Проснулся от обильного света и первое время долго не мог открыть глаза. Солнце стояло прямо над головой, всё вокруг зеркально сияло. В лёгком веянии ветерка ощущалось дыхание весны. Такое знакомое, такое волнующее! И мне страстно захотелось домой. Который год, словно каторжник какой-то, весну, лето и осень, самую счастливую пору года я проводил в тайге.
«Коль чувствуешь ты головокружение, кружись в другую сторону – поможет», – пришло вдруг на память. – А что если и впрямь в этакой-то прелести закружится у неё голова?»
И я вспомнил, как однажды она пела своим чистым, прекрасным голосом:
Помню, я ещё молодушкой была,Наша армия в поход куда-то шла.Вечерело, я стояла у ворот,А по улице всё конница идёт.Как подъехал ко мне барин молодой.Говорит: «Напой, красавица, водой!»Он напился, крепко руку мне пожал,Наклонился – и меня поцеловал.Долго я ещё глядела ему вслед,Помутился предо мною белый свет…Всю ту ноченьку мне спать было невмочь:Раскрасавец барин снился мне всю ночь.
Если тогда меня царапнула эта песня, что говорить теперь.
Николай безмятежно спал в бульдозере, раскрыв беззубый рот. Лет двенадцать он не вылезал из тайги, и не сказать, что был богаче тех, кто тут ни разу не был. Имел, правда, кооперативную квартиру в Дзержинске, за которую до сих пор ещё не расплатился, и только. Ещё не очень старый, моложе отчима, он выглядел, как старик. Сказывалась и тяжёлая работа, и, конечно, вино.

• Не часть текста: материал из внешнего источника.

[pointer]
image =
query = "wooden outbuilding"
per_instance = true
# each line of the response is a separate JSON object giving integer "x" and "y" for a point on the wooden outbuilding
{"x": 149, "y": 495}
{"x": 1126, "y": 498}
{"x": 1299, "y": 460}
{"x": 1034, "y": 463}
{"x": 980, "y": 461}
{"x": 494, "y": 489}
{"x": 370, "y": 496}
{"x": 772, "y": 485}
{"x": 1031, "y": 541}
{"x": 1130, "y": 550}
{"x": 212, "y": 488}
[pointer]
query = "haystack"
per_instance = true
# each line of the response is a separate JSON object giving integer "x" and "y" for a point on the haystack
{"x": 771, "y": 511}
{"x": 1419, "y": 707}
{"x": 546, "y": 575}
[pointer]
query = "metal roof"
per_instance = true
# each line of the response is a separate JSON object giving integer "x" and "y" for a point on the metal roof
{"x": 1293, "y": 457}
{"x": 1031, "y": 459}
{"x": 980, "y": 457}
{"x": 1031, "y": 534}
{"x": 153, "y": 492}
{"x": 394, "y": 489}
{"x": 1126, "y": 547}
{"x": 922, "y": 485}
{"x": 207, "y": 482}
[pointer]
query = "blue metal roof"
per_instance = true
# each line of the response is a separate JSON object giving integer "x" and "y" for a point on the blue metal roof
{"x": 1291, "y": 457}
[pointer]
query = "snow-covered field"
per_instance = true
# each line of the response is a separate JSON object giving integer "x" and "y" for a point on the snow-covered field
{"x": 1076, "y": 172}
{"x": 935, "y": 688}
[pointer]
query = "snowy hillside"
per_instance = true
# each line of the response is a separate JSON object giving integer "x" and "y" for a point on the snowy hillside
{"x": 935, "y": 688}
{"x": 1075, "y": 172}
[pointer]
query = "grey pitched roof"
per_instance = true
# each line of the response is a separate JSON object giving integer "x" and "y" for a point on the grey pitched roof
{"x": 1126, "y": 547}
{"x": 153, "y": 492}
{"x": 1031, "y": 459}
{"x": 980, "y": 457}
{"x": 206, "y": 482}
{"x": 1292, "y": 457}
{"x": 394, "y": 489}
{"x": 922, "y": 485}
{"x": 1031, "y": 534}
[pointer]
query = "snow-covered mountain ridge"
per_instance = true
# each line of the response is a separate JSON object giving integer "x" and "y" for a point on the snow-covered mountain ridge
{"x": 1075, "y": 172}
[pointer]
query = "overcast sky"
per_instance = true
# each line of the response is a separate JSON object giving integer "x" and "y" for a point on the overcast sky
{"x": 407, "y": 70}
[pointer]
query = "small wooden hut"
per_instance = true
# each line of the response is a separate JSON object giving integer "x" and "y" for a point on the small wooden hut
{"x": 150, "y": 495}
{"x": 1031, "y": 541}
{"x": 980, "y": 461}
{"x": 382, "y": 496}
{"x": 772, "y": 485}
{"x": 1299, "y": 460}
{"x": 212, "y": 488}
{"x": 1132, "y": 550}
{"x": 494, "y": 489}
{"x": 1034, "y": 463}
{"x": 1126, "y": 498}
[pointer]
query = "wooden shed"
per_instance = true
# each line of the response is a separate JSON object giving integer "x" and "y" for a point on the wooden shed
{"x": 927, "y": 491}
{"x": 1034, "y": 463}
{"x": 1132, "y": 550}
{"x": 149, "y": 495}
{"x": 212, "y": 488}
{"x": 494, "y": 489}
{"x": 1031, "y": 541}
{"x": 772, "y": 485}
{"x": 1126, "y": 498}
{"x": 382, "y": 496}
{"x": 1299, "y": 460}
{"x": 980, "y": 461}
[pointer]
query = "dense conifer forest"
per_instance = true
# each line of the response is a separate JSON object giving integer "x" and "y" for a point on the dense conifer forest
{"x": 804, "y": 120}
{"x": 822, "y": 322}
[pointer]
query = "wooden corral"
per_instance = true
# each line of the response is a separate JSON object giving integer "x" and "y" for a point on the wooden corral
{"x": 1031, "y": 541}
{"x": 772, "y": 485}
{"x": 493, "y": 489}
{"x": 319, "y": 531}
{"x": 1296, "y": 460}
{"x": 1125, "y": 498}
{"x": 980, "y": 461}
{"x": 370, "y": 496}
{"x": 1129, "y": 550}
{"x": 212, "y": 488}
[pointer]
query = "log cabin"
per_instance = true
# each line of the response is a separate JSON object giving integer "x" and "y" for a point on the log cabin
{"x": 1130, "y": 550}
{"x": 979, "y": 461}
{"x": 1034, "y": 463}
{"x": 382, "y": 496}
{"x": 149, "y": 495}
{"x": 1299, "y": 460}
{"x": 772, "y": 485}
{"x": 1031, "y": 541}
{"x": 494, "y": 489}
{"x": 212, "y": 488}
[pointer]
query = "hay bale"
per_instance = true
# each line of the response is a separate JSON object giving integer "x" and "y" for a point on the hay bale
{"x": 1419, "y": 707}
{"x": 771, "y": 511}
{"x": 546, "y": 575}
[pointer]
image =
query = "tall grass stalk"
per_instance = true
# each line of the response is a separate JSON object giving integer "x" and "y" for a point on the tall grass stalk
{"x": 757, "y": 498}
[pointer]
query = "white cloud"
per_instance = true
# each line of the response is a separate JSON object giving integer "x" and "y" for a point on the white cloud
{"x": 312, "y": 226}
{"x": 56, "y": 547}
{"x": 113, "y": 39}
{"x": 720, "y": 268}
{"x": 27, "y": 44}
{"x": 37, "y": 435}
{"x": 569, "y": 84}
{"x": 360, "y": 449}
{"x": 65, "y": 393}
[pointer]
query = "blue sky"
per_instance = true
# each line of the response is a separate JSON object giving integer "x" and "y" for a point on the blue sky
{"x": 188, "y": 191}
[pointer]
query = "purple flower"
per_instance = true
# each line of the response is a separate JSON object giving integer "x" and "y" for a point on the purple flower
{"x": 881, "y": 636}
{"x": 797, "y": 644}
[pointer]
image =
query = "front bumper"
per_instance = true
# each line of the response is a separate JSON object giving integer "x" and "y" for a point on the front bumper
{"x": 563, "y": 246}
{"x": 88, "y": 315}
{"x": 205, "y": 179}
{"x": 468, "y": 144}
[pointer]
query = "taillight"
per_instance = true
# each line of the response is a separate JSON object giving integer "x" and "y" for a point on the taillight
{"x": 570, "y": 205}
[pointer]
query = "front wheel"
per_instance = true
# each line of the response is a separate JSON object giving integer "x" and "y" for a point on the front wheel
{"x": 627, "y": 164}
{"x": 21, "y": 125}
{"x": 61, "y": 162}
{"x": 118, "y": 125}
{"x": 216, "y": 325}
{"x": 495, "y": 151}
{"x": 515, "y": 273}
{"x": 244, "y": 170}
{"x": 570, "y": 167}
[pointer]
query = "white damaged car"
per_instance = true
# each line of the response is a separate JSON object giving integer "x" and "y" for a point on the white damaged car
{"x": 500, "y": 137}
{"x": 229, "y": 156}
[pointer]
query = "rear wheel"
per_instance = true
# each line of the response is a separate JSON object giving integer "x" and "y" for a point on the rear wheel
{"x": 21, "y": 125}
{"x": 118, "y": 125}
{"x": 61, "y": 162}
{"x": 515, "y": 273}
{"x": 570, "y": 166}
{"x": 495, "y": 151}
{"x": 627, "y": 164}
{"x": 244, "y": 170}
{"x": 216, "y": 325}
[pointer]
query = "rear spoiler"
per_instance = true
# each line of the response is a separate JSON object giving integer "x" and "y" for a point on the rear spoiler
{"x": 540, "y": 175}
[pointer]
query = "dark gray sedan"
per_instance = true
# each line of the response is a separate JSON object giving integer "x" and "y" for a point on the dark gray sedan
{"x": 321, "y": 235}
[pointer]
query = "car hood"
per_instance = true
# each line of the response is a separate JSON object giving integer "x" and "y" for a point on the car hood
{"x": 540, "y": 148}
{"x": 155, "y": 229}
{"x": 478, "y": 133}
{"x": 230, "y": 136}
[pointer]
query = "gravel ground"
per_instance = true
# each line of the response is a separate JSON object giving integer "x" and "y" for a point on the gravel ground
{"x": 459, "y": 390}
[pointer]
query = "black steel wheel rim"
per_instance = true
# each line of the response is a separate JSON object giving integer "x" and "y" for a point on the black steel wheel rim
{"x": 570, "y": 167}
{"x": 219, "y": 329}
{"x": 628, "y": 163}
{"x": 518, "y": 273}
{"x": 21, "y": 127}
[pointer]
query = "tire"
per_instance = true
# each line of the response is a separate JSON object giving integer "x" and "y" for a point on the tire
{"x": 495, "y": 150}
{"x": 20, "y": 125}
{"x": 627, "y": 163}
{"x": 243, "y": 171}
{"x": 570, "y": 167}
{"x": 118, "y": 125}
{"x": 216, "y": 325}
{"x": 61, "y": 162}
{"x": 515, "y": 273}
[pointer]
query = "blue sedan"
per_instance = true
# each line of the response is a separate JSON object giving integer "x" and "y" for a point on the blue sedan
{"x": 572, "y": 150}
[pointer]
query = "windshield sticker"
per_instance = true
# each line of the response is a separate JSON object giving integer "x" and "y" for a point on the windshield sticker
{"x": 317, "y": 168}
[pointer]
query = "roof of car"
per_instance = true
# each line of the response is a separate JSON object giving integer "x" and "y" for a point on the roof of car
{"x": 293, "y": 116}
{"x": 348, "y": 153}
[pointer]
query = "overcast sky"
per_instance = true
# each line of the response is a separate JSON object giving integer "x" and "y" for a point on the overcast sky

Под волной нахлынувшего настроения, мне вдруг стало жаль и его, и себя, отдавшего почти четыре года старательской жизни. Ради чего? Что мне было? Двадцать четыре, а я уже потерял несколько зубов, заработал радикулит, и главное, как почувствовал зимой, растерял много хорошего, незаметно огрубел. Ради чего?
Под воздействием весенних перемен, обострившихся запахов хвои, влажного ветерка, от воспоминания песни я почувствовал особенно остро всю хрупкость своего счастья, его ранимость и возможность потерять навсегда. Мне стало страшно.
«Надо ехать домой! Плюнуть на всё и ехать, что бы ни говорил отец! Ему что, его всю жизнь откуда-нибудь ждут. Из Германии, помню, ждали года два, где он работал по найму. С целины, куда уезжал на уборочную. Из дальних рейсов. Теперь с Севера… Свою мечту он осуществил: машина в гараже. А мне ничего не надо. Если, не дай Бог, без неё – на что мне всё? Так и скажу: «Уезжаю!»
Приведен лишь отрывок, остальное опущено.